All she could think about was how much she wished that she had put this off until the next day.
Unable to sleep, she had tossed and turned all night long, waking up Scratch a few times in the process. Every time she drifted off into a light slumber, she was plagued with images of that tom discreetly slicing down her mother's throat.
And every time, she snapped awake, the leaves of the bush seemed like grasping tendrils, waiting to smother her. She tried to dismiss her kit-like fears and just go back to sleep, but whenever she did that, the cycle repeated again.
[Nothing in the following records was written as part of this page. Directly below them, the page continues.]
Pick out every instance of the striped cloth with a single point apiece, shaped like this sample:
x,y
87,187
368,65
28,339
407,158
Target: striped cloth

So now she found herself trudging along the last filthy streets of Twolegplace when the sun was just peeking over the horizon. She let out a yawn. Then tripped over her own paws in tiredness.
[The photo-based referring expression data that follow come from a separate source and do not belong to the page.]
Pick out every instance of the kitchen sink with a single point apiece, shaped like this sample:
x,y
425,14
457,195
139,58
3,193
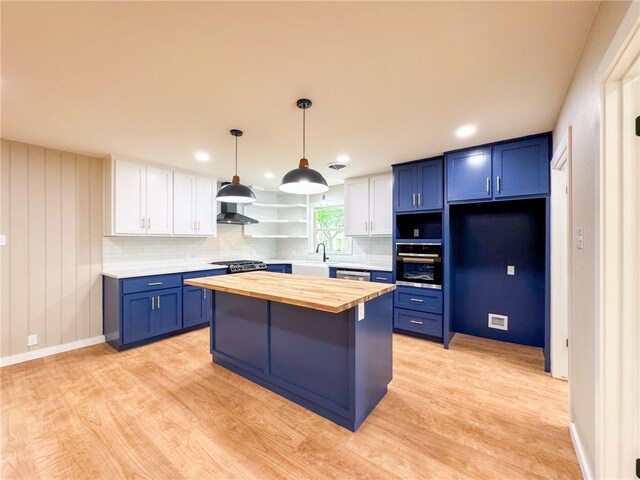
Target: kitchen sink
x,y
315,269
"Come on Lily," Scratch grouched, helping her up.
Shaking herself off, she replied.
"Don't even use those names anymore. They were just what BloodClan used to strip us of our true identities. From now on, we're Susan and Jacques again."
Jacques didn't seem in a mood to fight it. He didn't quite agree either.
There seemed to be a low hum in the air, almost like a drone of bees, except more screeching and metallic. It gave her the shivers.
Her eyes grew damp, as she arrived at the place that she believed used to be the four trees, where the legendary battle took place. All those deaths...
It took until sundown to reach the edge of the territories, where the terrain grew rocky and more barren. The pair decided to stop for the night, under an overhanging rock. There wasn't much of a threat anymore now that they were all alone, so there was no need to worry for once.
As Susan drifted off into the first good sleep in days, she knew that now they were really moving away from their old home, out on an adventure.
Much to her pleasure, Jacques didn't wake her up at the crack of dawn like she was expecting. It was nice to be able to sleep in, especially when Jacques was already up and had already hunted. It was a nice surprise, because she even woke up to the morning gloom already rolling away.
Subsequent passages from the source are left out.